Si estableces con tus hijos/as una relación sana y coherente en la que les marques aquello que no está bien, enseñándoles comportamientos alternativos y premiando lo que hacen bien, será más fácil que acudan a ti ante cualquier dificultad o duda. Si esto es así y están dudando sobre si consumir alcohol o no hacerlo, es posible que traten de obtener información preguntando a sus padres antes de hacerlo por cualquier otra vía, lo que os dará seguridad a vosotros y también a ellos/as.

6. Enséñales a decir que no a pesar de la presión del grupo.

En la etapa de la adolescencia es muy importante la pertenencia al grupo de iguales. Por ello, es posible que aunque vuestros hijos/as no beban alcohol, si hay gente dentro de su grupo que lo hace, puedan recibir la presión de beber. Enseñarles a confiar en sí mismos/as y a negarse a hacer aquello que saben será perjudicial, es un seguro de vida para ellos/as. Además no es infrecuente que cuando un adolescente se niega a beber otros que piensan como él pero no se atreven a decirlo, se sumen a su decisión.

7. El alcohol no hace a la gente más divertida.

Es muy frecuente que los adolescentes beban en grupo para desinhibirse y deshacerse de sus complejos e inseguridades. Sin embargo, beber, aunque puede en un primer momento «engañar» estos sentimientos negativos, no los elimina. Más bien al contrario, volverán con más fuerza junto con los efectos negativos de haber bebido. Por ello es importante que hables con ellos de la posibilidad de divertirse sin necesidad de beber.

8. Enséñales la importancia del ocio saludable

En relación con el punto anterior, queremos señalar que es muy frecuente que muchos adolescentes no sepan divertirse si no beben. Bajo la aparente euforia y desinhibición que produce el alcohol, no piensan en las consecuencias posteriores. Por ello, es necesario enseñarles alternativas de ocio saludable en las que disfruten con sus cinco sentidos y se sientan bien consigo mismos aprendiendo que no necesitan consumir ninguna sustancia para pasarlo bien.

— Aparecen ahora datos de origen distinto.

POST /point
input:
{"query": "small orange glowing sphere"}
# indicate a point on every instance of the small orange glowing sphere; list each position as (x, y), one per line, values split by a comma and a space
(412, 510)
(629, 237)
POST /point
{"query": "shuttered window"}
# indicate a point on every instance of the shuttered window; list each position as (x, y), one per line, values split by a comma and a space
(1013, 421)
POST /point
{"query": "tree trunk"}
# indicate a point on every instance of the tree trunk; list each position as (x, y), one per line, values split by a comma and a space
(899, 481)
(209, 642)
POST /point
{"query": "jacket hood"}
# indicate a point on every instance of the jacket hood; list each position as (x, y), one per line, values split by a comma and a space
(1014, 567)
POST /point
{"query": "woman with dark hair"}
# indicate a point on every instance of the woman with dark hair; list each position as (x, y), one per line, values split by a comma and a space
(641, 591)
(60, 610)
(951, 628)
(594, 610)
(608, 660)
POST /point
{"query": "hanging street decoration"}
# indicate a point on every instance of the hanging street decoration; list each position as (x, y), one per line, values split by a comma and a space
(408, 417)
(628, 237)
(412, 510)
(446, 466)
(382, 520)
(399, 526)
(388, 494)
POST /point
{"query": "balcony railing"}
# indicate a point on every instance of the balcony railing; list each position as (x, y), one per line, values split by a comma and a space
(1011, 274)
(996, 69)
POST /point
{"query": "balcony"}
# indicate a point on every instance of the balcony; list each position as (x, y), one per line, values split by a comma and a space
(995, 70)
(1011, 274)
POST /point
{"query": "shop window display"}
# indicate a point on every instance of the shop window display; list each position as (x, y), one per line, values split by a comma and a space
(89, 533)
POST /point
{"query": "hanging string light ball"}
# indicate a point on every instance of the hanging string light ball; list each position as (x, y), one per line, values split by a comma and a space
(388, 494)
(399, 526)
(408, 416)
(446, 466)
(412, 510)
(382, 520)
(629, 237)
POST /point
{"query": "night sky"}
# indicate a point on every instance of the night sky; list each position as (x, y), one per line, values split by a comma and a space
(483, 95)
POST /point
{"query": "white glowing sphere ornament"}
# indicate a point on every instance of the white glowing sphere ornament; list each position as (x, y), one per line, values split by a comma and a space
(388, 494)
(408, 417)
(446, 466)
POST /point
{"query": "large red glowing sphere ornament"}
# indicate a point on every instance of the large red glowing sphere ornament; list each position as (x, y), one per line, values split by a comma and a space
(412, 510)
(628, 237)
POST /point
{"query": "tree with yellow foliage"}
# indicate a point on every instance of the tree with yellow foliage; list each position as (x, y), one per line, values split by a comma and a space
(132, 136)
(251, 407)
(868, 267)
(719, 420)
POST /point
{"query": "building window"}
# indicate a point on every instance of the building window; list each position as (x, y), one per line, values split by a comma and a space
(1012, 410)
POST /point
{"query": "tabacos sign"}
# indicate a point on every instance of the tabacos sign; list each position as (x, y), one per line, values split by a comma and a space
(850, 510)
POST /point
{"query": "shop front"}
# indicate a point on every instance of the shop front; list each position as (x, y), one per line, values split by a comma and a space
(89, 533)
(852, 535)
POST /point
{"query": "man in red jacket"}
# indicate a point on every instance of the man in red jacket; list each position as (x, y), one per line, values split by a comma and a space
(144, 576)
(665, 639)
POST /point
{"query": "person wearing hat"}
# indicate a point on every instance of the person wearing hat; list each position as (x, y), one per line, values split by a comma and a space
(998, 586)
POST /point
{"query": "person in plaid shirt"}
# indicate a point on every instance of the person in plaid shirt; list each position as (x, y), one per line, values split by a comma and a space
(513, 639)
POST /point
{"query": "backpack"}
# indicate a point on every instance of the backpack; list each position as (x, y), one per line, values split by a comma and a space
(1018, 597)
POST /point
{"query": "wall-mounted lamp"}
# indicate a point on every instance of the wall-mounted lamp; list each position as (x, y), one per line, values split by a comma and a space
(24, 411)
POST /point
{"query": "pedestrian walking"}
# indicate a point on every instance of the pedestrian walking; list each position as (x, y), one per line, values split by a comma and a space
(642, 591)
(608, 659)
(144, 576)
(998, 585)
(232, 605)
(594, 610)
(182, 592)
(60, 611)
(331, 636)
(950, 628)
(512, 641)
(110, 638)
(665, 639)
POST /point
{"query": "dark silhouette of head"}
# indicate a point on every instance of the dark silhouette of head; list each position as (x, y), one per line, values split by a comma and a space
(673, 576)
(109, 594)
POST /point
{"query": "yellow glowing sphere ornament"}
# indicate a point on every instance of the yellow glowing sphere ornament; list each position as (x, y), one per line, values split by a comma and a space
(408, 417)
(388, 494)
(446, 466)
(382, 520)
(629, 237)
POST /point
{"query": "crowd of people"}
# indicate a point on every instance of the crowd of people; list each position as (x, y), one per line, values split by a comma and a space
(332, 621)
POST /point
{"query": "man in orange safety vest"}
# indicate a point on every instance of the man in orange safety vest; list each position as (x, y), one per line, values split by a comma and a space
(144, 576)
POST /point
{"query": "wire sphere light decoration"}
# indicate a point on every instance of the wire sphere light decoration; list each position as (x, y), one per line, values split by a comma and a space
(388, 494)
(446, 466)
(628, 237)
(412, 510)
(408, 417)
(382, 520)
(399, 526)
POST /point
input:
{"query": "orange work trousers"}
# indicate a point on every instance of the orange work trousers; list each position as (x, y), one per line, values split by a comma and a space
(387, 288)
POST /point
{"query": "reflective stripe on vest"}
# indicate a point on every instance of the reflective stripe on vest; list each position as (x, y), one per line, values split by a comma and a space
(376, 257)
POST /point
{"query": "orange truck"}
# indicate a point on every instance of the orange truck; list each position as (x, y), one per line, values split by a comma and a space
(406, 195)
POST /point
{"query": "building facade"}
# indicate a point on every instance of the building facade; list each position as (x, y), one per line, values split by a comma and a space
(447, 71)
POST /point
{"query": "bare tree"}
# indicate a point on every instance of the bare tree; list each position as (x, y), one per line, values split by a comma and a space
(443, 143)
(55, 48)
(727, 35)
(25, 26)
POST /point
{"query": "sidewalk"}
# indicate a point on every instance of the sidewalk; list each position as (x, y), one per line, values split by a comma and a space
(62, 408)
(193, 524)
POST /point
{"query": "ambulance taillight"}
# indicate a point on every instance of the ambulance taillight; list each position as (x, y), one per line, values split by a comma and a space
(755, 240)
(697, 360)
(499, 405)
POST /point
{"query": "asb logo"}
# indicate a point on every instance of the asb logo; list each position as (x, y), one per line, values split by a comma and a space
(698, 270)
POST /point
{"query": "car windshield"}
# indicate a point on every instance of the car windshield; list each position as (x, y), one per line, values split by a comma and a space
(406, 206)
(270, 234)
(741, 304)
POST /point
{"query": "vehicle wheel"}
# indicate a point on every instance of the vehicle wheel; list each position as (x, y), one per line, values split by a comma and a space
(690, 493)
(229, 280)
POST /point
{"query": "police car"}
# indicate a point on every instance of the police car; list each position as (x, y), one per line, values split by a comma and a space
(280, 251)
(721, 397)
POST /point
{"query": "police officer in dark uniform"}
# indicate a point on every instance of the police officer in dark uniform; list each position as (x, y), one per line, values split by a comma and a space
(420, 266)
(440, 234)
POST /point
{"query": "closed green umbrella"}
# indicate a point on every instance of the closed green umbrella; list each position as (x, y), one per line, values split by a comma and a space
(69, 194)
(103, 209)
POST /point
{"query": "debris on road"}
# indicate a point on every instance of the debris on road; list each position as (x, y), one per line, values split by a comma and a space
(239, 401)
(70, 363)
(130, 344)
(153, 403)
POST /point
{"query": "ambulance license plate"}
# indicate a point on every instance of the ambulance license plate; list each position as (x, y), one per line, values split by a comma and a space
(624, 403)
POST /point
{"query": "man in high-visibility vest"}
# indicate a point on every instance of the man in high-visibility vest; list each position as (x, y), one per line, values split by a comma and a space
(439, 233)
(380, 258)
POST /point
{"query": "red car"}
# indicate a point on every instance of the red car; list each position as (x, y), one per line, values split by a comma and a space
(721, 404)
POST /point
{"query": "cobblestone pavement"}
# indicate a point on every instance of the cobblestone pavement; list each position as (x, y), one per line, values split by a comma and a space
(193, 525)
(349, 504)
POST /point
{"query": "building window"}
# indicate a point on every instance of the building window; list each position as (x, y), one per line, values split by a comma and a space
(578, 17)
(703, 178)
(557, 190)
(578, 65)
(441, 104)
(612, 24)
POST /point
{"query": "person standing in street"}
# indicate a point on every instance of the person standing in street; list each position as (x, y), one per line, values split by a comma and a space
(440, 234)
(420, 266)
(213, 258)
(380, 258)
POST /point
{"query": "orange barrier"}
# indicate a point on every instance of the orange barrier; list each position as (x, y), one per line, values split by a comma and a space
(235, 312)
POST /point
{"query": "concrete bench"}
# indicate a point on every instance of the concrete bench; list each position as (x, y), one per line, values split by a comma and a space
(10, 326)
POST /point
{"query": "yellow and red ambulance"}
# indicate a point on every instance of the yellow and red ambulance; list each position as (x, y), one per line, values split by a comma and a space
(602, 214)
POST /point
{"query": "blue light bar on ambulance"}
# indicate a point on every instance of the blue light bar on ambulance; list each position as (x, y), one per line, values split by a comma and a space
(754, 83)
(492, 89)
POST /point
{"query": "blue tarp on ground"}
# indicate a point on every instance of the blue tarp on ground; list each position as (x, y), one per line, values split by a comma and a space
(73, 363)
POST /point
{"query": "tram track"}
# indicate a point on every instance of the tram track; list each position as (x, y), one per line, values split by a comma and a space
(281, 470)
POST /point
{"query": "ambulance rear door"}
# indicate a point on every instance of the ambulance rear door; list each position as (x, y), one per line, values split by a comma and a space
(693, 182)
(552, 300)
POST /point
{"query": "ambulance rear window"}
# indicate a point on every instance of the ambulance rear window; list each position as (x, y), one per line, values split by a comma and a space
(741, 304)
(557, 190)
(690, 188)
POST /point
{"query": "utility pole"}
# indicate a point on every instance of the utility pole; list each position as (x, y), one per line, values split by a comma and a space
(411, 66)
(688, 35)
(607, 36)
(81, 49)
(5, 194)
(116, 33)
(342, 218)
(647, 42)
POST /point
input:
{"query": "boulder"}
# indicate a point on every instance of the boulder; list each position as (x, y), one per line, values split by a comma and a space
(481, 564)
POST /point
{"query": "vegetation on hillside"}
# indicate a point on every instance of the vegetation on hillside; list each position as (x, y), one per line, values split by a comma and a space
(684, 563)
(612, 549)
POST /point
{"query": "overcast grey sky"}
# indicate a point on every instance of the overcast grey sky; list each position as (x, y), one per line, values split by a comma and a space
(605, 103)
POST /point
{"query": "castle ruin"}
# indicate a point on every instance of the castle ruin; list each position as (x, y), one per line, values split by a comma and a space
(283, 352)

9. Trata de conocer las amistades de tus hijos/as

Es importante que trates de saber con quién van tus hijos/as y qué tipo de amigos/as tienen. Incluso es positivo que les ofrezcas que se reúnan, en la medida de lo posible, alguna vez en tu casa para que observes cómo se relacionan entre ellos y la forma de comportarse que utilizan para pasarlo bien. Así tendrás información relevante sobre las costumbres de tus hijos/as y podrás intervenir a tiempo si fuera necesario.

10. Pide ayuda si la necesitas

Si consideras que tu hijo/a tiene problemas con el consumo de alcohol y no sabes cómo ayudarle, no lo dudes, pide ayuda a los profesionales especializados. Puedes llamar al Teléfono ANAR del Adulto y la Familia (600 50 51 52), donde un equipo de profesionales (psicólogos, trabajadores sociales y abogados) te atenderán las 24 horas, todos los días del año. Así mismo, puedes decirle a tu hijo/a que se comunique con nosotros a través del Teléfono ANAR de Ayuda a Niños y Adolescentes en Riesgo (900 20 20 10) donde el mismo equipo de profesionales le atenderán también 24 horas, todos los días del año y de forma gratuita y confidencial.